The Myth of the Free Market
At the heart of neoliberalism lies a seductive myth: that free markets and individual entrepreneurship naturally promote prosperity and liberty. Chomsky reveals this as an illusion maintained through sophisticated propaganda, from media institutions to academic ideology. In truth, he shows, what is called a “free market” is often a system of state-backed capitalism for the rich—a network of subsidies, trade protections, and bailout programs ensuring that corporations are shielded from risk while citizens bear the costs. Governments, Chomsky writes, do not retreat under neoliberalism; they are repurposed as servants of private power.
This inversion of values is not new. Citing Adam Smith’s observation that the architects of policy in eighteenth-century England were “merchants and manufacturers” who used the state to serve their own interests, Chomsky argues that neoliberalism represents the modern culmination of this same pattern: laws and global trade agreements written by and for corporate elites under the pretense of economic freedom.
From Democracy to Spectatorship
In theory, democracy grants citizens a voice in shaping collective life. In practice, neoliberalism has transformed democracy into a spectator sport. Chomsky echoes political theorists like Walter Lippmann and Edward Bernays, who believed that the general public should be managed, not empowered. Through mass media control and political marketing, neoliberal societies manufacture what Chomsky calls “consent without consent” – the illusion that citizens freely choose policies designed by elites.
Low voter turnout, apathy toward public institutions, and corporate-driven political campaigns are not signs of democratic failure by accident; they are the desired outcomes of a system predicated on keeping the population disengaged. As Chomsky observes, “The most effective way to restrict democracy is to transfer decision-making power from the public arena to unaccountable institutions.” This is how neoliberalism undermines both political and cultural life, replacing communities with markets and citizens with consumers.

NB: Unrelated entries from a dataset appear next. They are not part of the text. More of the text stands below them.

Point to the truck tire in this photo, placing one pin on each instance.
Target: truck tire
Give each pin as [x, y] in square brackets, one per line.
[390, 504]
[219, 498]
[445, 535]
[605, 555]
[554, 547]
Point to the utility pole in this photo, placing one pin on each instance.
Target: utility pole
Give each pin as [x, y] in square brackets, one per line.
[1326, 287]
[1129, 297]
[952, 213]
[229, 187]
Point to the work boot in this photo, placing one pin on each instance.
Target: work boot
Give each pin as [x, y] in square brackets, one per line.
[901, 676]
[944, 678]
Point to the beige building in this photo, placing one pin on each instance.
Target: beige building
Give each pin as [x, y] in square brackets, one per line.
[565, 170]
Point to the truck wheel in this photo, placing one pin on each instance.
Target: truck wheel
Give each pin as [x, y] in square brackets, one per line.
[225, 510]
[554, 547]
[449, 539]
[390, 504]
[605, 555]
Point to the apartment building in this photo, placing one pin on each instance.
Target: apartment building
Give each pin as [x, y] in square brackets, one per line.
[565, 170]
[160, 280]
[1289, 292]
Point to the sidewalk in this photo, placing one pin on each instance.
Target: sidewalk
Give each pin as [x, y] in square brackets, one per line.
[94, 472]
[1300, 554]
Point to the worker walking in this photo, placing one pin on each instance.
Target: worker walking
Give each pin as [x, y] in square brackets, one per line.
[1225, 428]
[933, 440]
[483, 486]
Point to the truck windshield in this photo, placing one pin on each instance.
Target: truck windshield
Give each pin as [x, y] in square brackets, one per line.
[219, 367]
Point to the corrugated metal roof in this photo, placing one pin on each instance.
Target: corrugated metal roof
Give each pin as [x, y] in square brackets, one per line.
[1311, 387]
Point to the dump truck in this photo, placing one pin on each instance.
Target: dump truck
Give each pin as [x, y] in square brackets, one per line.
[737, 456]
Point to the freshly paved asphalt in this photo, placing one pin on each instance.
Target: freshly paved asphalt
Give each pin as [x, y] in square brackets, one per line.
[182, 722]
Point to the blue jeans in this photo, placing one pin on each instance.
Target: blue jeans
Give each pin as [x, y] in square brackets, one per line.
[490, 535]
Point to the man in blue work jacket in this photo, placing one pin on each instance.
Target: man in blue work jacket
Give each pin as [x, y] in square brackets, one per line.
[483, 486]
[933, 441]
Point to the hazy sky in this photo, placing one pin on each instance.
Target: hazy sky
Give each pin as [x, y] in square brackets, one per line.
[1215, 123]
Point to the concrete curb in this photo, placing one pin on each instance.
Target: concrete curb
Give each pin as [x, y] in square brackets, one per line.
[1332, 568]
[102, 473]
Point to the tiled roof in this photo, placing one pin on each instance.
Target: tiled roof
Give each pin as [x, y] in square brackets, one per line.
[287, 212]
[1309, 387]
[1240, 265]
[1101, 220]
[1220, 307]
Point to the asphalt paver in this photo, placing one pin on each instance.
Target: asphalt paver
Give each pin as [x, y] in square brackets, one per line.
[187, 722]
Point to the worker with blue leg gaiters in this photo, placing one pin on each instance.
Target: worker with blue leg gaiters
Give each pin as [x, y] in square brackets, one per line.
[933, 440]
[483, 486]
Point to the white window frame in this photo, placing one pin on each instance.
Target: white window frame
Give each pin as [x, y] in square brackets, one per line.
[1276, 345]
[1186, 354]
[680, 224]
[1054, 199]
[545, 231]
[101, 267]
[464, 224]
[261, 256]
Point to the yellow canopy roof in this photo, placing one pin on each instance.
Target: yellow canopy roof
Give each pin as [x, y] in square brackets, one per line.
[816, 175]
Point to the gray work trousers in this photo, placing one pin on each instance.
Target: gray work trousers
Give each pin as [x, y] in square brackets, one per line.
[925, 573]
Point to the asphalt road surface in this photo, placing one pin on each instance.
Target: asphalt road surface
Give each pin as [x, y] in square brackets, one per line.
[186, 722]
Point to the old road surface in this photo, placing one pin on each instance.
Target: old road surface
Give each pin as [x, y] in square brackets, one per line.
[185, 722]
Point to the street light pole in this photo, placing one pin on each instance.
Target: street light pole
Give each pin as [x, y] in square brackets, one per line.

A Global System of Inequality
Chomsky places this critique in global context through case studies ranging from Latin America to Southeast Asia. He traces how the so-called “Washington Consensus”—a set of structural adjustment policies advocated by the IMF, World Bank, and U.S. Treasury—has forced poorer nations to liberalize trade, privatize assets, and eliminate social spending. These policies, presented as rational steps toward growth, in fact reproduce dependency and poverty: profits soar for international investors while local populations face dismantled public services and rising debt. The irony, Chomsky notes, is that every rich nation achieved its prosperity not through free markets but through protectionism, government planning, and public investment.
Resistance and Hope
Despite this grim portrait, Chomsky insists that people everywhere retain democratic potential. Movements like the Zapatista uprising in Mexico, union struggles, and grassroots activism demonstrate that ordinary citizens can defy “the logic of profit.” He argues that history’s major moral victories—civil rights, labor rights, the end of colonialism—came from organized resistance, not elite benevolence. For those asking whether alternatives exist, his answer is clear: freedom and democracy can only survive when people reclaim the power to shape their own lives, breaking the illusion that markets should dictate morality.